No século XX o Brasil passou de um país essencialmente católico para um país que tolera diferentes práticas religiosas. Esse crescente movimento religioso trouxe em sua aba uma gama de diferentes denominações evangélicas, e uma parcela da população, desapontada com o catolicismo, adere com simpatia aos cultos evangélicos, entre outros. É importante denotar que no Brasil o termo evangélico é sinônimo de protestante, e serve para todas as diferentes denominações.

Segundo Marcondes (2005, p. 7), o protestantismo chegou aqui por duas formas distintas: protestantismo de imigração e protestantismo de missão. É preciso que se compreenda bem essa diferença para que se entenda o processo de escolarização evangélica no país.

Como dito acima, os protestantes que aqui chegaram consideravam imprescindível que se alfabetizasse a população para que conhecessem sua doutrina, a Bíblia, e para que os próprios filhos tivessem acesso a uma educação dentro dos padrões cristãos. Aqueles que aportaram no Rio Grande do Sul e Santa Catarina em 1824 trouxeram o Luteranismo na bagagem, e aqui se instalaram definitivamente. Preocupavam-se muito em manter as tradições e a fé, as crianças eram alfabetizadas por meio da Bíblia em sua língua original.

Ainda segundo Marcondes (2005, p. 9) os anglicanos chegaram ao Brasil vindo da América do Norte e aportaram no interior do Estado de São Paulo e na capital da província, na época o Rio de Janeiro.
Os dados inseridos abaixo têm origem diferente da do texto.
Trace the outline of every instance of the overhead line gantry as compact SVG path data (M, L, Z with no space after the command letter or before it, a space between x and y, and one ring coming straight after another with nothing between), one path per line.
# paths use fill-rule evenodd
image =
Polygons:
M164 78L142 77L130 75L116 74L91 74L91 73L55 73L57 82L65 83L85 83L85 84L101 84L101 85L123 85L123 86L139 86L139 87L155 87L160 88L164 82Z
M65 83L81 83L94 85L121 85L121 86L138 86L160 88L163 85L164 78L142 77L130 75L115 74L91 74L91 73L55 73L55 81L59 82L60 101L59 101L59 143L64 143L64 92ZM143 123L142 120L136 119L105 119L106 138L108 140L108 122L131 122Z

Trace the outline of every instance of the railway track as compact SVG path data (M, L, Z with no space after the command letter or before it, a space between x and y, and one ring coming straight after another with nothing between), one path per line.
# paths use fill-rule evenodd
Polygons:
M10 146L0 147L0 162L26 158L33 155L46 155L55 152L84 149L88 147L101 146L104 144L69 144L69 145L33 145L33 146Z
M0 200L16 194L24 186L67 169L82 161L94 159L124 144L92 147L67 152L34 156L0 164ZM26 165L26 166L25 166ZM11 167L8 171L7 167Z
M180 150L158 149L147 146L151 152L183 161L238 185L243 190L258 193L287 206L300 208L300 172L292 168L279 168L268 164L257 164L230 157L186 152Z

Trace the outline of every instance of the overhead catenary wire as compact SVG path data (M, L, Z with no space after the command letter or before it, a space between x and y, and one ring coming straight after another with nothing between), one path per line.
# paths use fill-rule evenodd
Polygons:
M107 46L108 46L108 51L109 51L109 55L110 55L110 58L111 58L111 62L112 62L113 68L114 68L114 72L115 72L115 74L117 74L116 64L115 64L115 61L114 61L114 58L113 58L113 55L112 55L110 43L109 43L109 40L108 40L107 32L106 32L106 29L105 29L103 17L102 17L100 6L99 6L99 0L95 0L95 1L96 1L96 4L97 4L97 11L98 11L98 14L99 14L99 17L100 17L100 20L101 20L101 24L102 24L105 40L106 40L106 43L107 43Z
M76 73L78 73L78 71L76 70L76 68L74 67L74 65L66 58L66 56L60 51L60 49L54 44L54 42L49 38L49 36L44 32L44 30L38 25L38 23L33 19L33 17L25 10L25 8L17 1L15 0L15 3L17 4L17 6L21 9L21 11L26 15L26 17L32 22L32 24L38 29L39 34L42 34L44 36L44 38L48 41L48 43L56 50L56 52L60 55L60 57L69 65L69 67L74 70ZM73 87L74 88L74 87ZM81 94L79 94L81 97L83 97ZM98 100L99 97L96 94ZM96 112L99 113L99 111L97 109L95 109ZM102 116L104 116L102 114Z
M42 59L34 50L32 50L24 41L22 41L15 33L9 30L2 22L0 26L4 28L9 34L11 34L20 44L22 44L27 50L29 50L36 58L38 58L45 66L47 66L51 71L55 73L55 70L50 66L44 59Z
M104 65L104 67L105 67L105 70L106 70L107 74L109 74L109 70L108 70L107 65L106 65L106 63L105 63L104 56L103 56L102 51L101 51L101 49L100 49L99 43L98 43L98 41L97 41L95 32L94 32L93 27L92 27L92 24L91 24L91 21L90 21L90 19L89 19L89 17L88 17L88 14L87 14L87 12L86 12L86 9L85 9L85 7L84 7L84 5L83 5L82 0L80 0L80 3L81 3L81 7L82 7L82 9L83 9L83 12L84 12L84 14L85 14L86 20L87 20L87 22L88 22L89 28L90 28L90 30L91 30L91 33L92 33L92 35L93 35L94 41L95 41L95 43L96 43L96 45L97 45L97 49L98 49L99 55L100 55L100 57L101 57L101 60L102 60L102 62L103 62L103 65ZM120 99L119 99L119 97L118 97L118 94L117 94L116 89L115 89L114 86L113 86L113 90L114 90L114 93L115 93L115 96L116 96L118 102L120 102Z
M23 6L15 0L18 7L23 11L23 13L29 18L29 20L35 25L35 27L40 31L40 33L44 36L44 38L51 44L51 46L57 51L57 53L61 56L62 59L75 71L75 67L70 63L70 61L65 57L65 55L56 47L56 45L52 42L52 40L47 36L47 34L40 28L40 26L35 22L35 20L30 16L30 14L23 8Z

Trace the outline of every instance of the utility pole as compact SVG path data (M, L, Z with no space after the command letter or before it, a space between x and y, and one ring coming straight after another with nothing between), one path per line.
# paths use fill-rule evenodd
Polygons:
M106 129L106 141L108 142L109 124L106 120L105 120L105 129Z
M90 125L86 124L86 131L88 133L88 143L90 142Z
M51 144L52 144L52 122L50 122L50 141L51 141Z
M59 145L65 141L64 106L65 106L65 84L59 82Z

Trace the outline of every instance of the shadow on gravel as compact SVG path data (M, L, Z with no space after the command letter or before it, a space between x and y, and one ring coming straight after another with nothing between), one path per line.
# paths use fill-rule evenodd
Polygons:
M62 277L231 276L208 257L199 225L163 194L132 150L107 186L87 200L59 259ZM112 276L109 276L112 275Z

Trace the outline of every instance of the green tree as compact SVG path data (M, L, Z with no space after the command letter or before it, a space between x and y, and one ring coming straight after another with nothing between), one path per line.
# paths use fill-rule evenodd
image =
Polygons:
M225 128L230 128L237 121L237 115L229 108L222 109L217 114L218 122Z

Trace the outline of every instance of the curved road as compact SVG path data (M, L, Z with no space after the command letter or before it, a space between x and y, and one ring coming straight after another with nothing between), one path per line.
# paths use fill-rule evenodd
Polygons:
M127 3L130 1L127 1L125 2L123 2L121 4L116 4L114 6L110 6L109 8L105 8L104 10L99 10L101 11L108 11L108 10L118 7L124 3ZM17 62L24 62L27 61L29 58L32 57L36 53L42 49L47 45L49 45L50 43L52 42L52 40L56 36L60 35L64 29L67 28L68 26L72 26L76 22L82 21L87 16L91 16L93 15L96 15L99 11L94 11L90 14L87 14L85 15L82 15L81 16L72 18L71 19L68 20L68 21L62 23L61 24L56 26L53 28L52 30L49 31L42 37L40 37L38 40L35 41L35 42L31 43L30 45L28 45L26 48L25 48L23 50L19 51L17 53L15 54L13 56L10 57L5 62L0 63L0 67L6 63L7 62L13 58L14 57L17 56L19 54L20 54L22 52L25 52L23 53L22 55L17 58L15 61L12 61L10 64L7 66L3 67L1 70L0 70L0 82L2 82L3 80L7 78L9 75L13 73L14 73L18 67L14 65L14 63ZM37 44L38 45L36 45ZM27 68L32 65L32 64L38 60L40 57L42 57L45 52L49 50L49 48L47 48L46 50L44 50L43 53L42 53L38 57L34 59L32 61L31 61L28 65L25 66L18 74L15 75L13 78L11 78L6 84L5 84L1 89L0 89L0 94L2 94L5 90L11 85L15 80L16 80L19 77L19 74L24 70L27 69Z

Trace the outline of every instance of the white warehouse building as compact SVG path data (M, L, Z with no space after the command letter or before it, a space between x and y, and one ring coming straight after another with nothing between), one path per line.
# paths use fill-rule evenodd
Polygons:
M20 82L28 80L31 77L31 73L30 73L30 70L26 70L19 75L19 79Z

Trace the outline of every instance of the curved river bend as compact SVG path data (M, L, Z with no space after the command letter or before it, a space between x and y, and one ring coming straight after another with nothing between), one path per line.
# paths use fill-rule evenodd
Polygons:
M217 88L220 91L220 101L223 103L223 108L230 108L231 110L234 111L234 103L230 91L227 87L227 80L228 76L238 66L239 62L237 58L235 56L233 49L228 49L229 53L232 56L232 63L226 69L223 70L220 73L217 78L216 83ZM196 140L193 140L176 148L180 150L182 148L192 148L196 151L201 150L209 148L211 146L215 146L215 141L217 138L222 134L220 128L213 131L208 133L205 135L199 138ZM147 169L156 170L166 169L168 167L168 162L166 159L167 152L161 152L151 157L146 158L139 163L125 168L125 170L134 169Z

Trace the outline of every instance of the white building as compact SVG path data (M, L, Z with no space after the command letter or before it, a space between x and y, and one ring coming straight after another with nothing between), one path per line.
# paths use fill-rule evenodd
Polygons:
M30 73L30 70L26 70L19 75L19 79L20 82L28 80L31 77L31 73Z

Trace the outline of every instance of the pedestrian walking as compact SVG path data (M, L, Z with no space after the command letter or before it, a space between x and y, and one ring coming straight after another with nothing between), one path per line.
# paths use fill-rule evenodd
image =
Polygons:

Semelhante aos luteranos, os anglicanos também se preocupavam em manter suas tradições, e em passar sua fé aos filhos. Construíram capelas e os menores eram educados dentro da tradição religiosa.

Assim se consolidou o protestantismo imigrante por meio de pessoas que desembarcaram no Brasil para reconstruírem suas vidas, mas que não quiseram romper com sua fé e seus costumes. Portanto, construíram escolas denominacionais para atender aos próprios filhos e propagar sua doutrina na comunidade.

O protestantismo missionário se constitui em propagar o evangelho àqueles que não pertencem à sua denominação ou fé. Os primeiros missionários protestantes chegaram ao Brasil também em meados do Século XIX, vindos de diversas vertentes: luteranas, anglicanas, presbiterianas, metodistas, batistas, entre outras.

Um país que havia firmado aliança com o Catolicismo através da Coroa Portuguesa se vê agora obrigado a abrir suas fronteiras para os missionários protestantes por razões econômicas e diplomáticas. O Brasil começa, então, a ver surgir uma grande quantidade de igrejas evangélicas em todos os estados.